8. "Real-Time Object Detection at 30 FPS" — GPU for Vision
Computer vision workloads — object detection, image classification, video analysis — were the original GPU killer app and remain a dominant use case.
YOLOv8 on GPU: 30 FPS vs 2 FPS
from ultralytics import YOLO
import cv2
# Load YOLOv8 nano model (fastest)
model = YOLO("yolov8n.pt")
# Run on GPU
cap = cv2.VideoCapture("video.mp4")
while True:
ret, frame = cap.read()
if not ret:
break
# model auto-detects GPU and uses it
results = model(frame, device="cuda:0", verbose=False)
# Draw bounding boxes
annotated = results[0].plot()
cv2.imshow("Detection", annotated)
# GPU: ~30 FPS at 1080p with yolov8n
# CPU: ~2 FPS at 1080p with yolov8n (15x slower)
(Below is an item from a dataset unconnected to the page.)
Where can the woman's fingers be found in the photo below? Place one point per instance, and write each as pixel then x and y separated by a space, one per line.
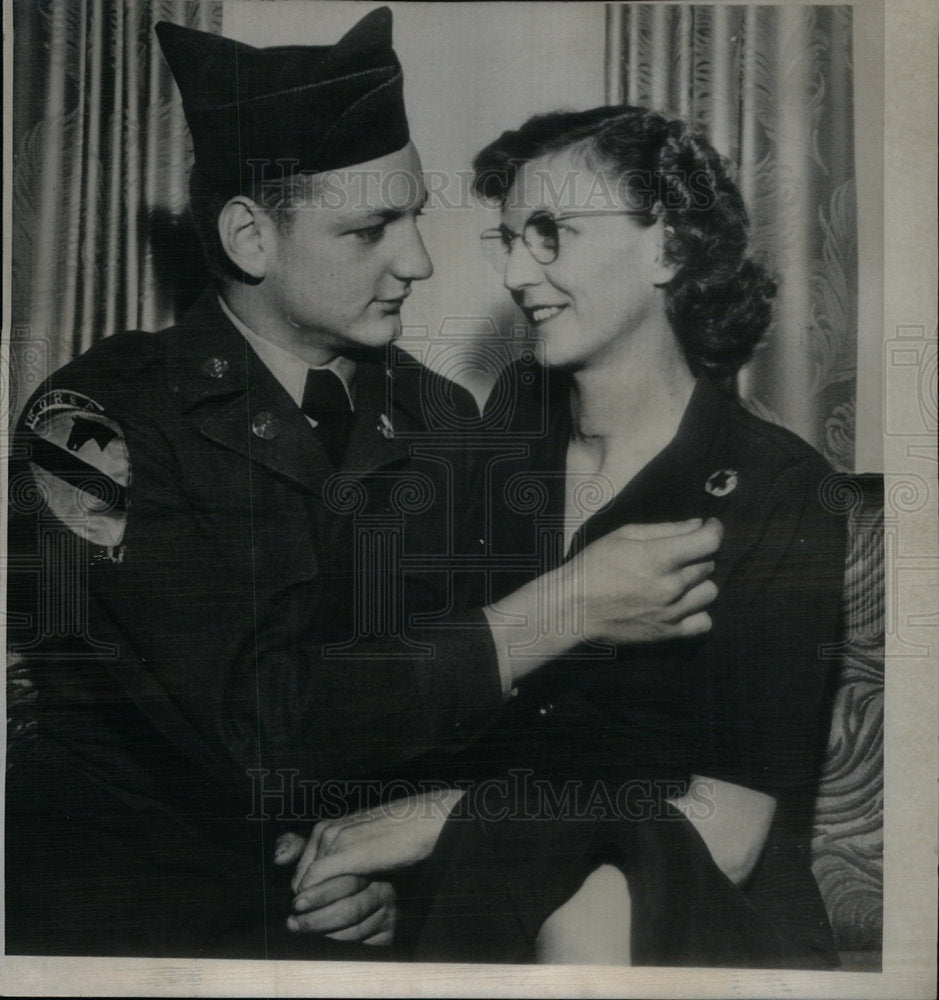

if cv2.waitKey(1) == ord("q"):
break
cap.release()
# Install
pip install ultralytics # includes PyTorch + CUDA dependencies
# Benchmark
yolo benchmark model=yolov8n.pt imgsz=640 device=0 # GPU
yolo benchmark model=yolov8n.pt imgsz=640 device=cpu # CPU
Video pipeline: full GPU processing
For production video pipelines, you want everything on the GPU — decode, preprocess, inference, and encode — to avoid the PCIe bottleneck between steps:
import torch
import torchvision.transforms as T
from torchvision.io import read_video # CPU video decode, then transfer to GPU
# Decode on CPU, then move to GPU tensor
# Requires: pip install torchvision[video]
frames, _, _ = read_video("clip.mp4", output_format="TCHW")
frames = frames.to("cuda").float() / 255.0 # (T, C, H, W) on GPU
# Batch preprocess on GPU
transform = T.Compose([
T.Resize((640, 640)),
T.Normalize(mean=[0.485, 0.456, 0.406], std=[0.229, 0.224, 0.225]),
])
# Process all frames as a batch — no loop needed
frames_preprocessed = transform(frames) # GPU, vectorized
# Run inference on all frames at once
with torch.no_grad():
with torch.amp.autocast("cuda"): # PyTorch 2.0+ API
predictions = model(frames_preprocessed)
GPU vision use cases by industry
| Industry | Workload | Why GPU |
|---|---|---|
| Autonomous vehicles | Multi-camera real-time detection | 30 FPS × 8 cameras × 10 models simultaneously |
| Medical imaging | 3D MRI/CT segmentation | Large 3D volumes, batch processing overnight |
| Retail analytics | Store camera foot-traffic | 50+ camera streams, on-prem edge GPU |
| Satellite imagery | Change detection over regions | Terabytes of images, batch classification |
| Manufacturing QA | Defect detection on assembly line | Sub-10ms latency requirement, GPU achieves 2ms |
9. "Monte Carlo on a Million Paths" — GPU for Scientific Computing
Scientific and quantitative workloads — simulations, numerical methods, financial modeling — often map cleanly to GPU architecture because they involve the same operation applied to many independent data points.
CuPy: NumPy on GPU, drop-in replacement
import numpy as np
import cupy as cp # pip install cupy-cuda12x
import time
# CPU version
x_cpu = np.random.randn(10_000_000).astype(np.float32)
start = time.time()
result_cpu = np.fft.fft(x_cpu)
print(f"CPU FFT: {time.time() - start:.3f}s") # ~0.8s
# GPU version — identical code, just cp instead of np
x_gpu = cp.asarray(x_cpu) # copy to GPU once
start = time.time()
result_gpu = cp.fft.fft(x_gpu) # GPU computation
cp.cuda.Stream.null.synchronize()
print(f"GPU FFT: {time.time() - start:.3f}s") # ~0.012s (66x faster)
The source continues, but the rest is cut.